Where the Drug Deals Go Down…

I always assumed the drug deals to go down in a dark alley, a shady neighborhood, in a rundown complex, and of course, in the big cities.

But I was wrong, in part.

Sure – some of them do certainly happen in those places… but there’s a lot that do not.

I never knew, until after my son overdosed and we had a look at his phone.

Two years prior to his death, he was introduced to his first substance by another athlete at school; typical, and hey – experimentation in high school has been going on for years and years – not one generation has been able to avoid it; sad, but true.

Two years after that first introduction, was another story.

Where the drug deals go down may surprise you… it did me; I was angered when I found out.

“How did I not see?”

thRCO12E63Like an innocent sheep with the wool pulled over my eyes… I was dumb, unaware, and never saw the wolves at my back door – literally.

Cars would pull up alongside the driveway for a few minutes every so often, every few – 5 days or so, and when we asked, “Who was that?” My son would say, “Just a friend who stopped by to say Hi!” And we believed him, oh so naïve.

Exchanges on the bike trails… Oh wait!  I had seen my son’s car sitting there in the  parking lot several times before, odd afternoons and early evenings – and he said, “I was just chillin”  – meeting up with “some friends”… and I believed him, oh so naïve.

The friend card  –  (*sigh*)  – we all want our kids to have friends, so we don’t question too much, and we give them space (assuming that all the friends are good friends) … and we relax when they are just chillin’ with a friend… at least I did, oh so naïve.

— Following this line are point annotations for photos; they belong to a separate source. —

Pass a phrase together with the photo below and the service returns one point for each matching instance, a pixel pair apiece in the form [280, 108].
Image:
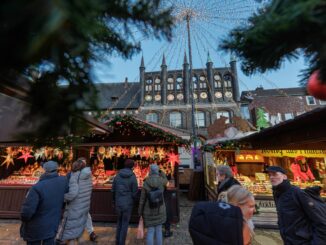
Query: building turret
[209, 67]
[142, 80]
[164, 74]
[186, 81]
[235, 83]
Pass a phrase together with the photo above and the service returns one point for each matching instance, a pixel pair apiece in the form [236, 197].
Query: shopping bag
[140, 229]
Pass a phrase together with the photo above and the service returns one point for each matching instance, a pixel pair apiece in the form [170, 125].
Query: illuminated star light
[25, 156]
[8, 161]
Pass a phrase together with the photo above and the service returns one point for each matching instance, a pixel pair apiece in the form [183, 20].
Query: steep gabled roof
[261, 92]
[118, 95]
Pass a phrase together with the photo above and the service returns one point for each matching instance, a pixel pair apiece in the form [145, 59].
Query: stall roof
[12, 110]
[128, 130]
[306, 131]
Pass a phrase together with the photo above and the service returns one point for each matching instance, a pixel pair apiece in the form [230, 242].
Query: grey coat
[155, 216]
[124, 189]
[78, 203]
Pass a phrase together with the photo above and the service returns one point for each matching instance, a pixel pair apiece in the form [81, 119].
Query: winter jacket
[124, 189]
[78, 203]
[299, 222]
[41, 210]
[216, 223]
[226, 184]
[152, 216]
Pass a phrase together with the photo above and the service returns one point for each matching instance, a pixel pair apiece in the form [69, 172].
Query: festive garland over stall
[227, 145]
[125, 124]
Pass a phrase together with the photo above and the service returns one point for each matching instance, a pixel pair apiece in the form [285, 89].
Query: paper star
[25, 156]
[8, 161]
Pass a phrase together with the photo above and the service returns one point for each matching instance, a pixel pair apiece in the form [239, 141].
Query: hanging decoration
[9, 160]
[26, 154]
[160, 153]
[173, 159]
[133, 151]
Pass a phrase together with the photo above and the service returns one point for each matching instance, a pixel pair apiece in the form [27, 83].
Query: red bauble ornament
[315, 87]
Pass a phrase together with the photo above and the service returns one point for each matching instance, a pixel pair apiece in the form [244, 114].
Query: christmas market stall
[20, 162]
[20, 165]
[292, 145]
[140, 141]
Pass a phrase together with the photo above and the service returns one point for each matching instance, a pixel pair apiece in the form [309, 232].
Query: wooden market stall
[297, 145]
[128, 138]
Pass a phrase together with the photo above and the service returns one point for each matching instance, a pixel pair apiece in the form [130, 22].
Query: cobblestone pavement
[9, 231]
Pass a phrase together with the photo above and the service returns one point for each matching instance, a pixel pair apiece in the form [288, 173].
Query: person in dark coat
[153, 217]
[213, 223]
[225, 178]
[41, 210]
[299, 221]
[124, 190]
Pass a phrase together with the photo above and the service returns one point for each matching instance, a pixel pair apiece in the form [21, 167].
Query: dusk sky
[208, 26]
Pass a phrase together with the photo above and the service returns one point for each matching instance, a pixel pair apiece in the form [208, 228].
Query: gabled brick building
[164, 97]
[279, 104]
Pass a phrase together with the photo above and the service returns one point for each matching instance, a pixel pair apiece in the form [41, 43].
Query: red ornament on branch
[316, 87]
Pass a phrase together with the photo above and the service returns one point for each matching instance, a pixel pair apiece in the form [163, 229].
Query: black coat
[216, 223]
[299, 222]
[41, 210]
[124, 189]
[224, 186]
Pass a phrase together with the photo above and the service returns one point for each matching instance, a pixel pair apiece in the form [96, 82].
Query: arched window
[176, 119]
[223, 114]
[200, 119]
[152, 117]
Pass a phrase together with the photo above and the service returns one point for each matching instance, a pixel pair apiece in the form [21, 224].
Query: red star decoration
[25, 156]
[173, 159]
[125, 151]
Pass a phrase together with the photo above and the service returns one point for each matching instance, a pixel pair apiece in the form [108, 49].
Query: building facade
[278, 104]
[166, 95]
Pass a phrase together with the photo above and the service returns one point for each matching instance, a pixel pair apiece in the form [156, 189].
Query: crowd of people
[56, 209]
[301, 213]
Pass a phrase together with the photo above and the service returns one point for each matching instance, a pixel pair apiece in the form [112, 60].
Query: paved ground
[9, 232]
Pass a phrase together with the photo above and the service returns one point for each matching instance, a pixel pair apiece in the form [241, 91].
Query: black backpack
[216, 223]
[155, 198]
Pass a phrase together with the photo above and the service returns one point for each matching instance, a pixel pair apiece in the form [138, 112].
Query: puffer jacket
[299, 221]
[152, 216]
[226, 184]
[41, 210]
[124, 189]
[78, 203]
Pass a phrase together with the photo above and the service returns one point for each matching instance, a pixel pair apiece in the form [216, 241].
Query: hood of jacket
[85, 173]
[153, 181]
[126, 173]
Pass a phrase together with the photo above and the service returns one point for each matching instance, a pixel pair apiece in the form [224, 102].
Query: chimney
[126, 82]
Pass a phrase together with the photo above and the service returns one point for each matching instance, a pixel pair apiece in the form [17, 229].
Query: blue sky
[212, 21]
[118, 69]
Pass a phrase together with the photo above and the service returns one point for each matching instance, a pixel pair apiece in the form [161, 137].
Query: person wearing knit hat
[154, 169]
[125, 189]
[41, 209]
[153, 217]
[50, 166]
[299, 220]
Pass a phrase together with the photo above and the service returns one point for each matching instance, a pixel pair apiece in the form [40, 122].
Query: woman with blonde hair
[242, 198]
[78, 201]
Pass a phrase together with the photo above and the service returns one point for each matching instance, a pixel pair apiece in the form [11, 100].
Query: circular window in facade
[228, 94]
[170, 80]
[218, 95]
[170, 97]
[203, 95]
[148, 97]
[180, 96]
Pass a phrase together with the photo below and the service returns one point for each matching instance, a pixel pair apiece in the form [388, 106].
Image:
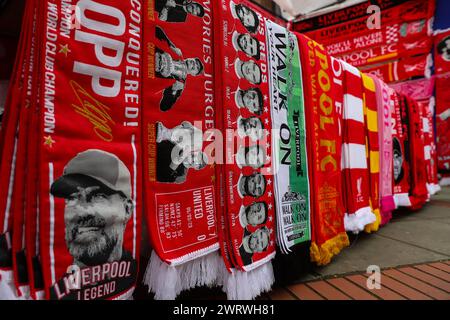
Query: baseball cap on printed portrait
[94, 168]
[238, 63]
[233, 10]
[235, 40]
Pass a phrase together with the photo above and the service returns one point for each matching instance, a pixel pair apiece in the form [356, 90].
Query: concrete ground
[410, 238]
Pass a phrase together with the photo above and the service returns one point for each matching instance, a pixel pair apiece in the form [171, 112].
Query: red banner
[402, 69]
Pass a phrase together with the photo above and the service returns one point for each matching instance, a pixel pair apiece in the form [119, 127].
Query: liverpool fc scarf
[327, 211]
[387, 204]
[179, 151]
[443, 124]
[403, 14]
[372, 142]
[288, 139]
[418, 191]
[9, 143]
[354, 161]
[349, 13]
[402, 69]
[427, 111]
[89, 186]
[401, 151]
[249, 181]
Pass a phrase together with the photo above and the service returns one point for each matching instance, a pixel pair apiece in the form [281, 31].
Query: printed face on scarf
[252, 127]
[251, 99]
[251, 72]
[444, 49]
[95, 220]
[259, 240]
[249, 45]
[194, 66]
[398, 160]
[195, 160]
[255, 156]
[256, 213]
[248, 18]
[254, 185]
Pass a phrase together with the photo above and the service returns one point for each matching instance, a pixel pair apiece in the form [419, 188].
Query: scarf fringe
[373, 227]
[167, 281]
[433, 188]
[356, 222]
[323, 254]
[444, 182]
[240, 285]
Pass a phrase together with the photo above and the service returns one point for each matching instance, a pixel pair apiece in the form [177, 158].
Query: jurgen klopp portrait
[96, 186]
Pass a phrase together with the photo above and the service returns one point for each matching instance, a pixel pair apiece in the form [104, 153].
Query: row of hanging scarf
[230, 137]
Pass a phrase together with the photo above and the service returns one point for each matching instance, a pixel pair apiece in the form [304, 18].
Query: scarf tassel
[323, 254]
[240, 285]
[167, 281]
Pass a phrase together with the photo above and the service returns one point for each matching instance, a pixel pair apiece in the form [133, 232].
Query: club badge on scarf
[289, 138]
[354, 162]
[442, 52]
[89, 203]
[328, 234]
[178, 151]
[387, 204]
[401, 151]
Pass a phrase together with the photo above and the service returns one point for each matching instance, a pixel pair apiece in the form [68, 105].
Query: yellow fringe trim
[322, 255]
[373, 227]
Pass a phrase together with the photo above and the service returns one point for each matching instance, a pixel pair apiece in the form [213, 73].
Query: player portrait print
[250, 127]
[178, 10]
[253, 242]
[178, 150]
[96, 186]
[177, 68]
[246, 43]
[253, 185]
[251, 99]
[248, 70]
[443, 49]
[253, 156]
[397, 161]
[254, 214]
[246, 16]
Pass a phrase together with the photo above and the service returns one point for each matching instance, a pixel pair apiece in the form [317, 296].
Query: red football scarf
[339, 16]
[407, 12]
[389, 34]
[7, 166]
[443, 123]
[402, 69]
[327, 210]
[386, 52]
[418, 192]
[248, 167]
[442, 52]
[179, 156]
[387, 203]
[90, 186]
[373, 156]
[354, 161]
[419, 89]
[427, 110]
[401, 153]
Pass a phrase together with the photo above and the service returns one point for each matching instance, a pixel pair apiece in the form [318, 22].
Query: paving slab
[376, 250]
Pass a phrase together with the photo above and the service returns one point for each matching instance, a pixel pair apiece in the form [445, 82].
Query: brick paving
[429, 281]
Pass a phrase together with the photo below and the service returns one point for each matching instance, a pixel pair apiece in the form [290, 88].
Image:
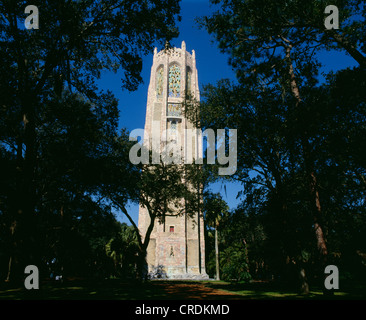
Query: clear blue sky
[212, 66]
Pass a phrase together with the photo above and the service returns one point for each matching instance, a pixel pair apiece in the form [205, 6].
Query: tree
[272, 48]
[215, 209]
[75, 42]
[123, 250]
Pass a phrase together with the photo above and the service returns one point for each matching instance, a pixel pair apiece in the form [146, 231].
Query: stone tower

Little did I know… there were deals being made, and drops going on…

in the mailbox,

in the woods,

by the dumpster…

just yards and a few miles away from home, oh so naïve.

Parents:

Where the drug deals go down (?) is right in your backyards, in your neighborhoods, and on your sport teams in your idyllic little towns; the wolves are at your back door… literally.

Post my son’s death, one source told me, “Oh, I had people drop right at the front door while my parents where watching T.V. – they never suspected a thing!”

My only point to this post today is DON’T BE NAIVE my fellow parents!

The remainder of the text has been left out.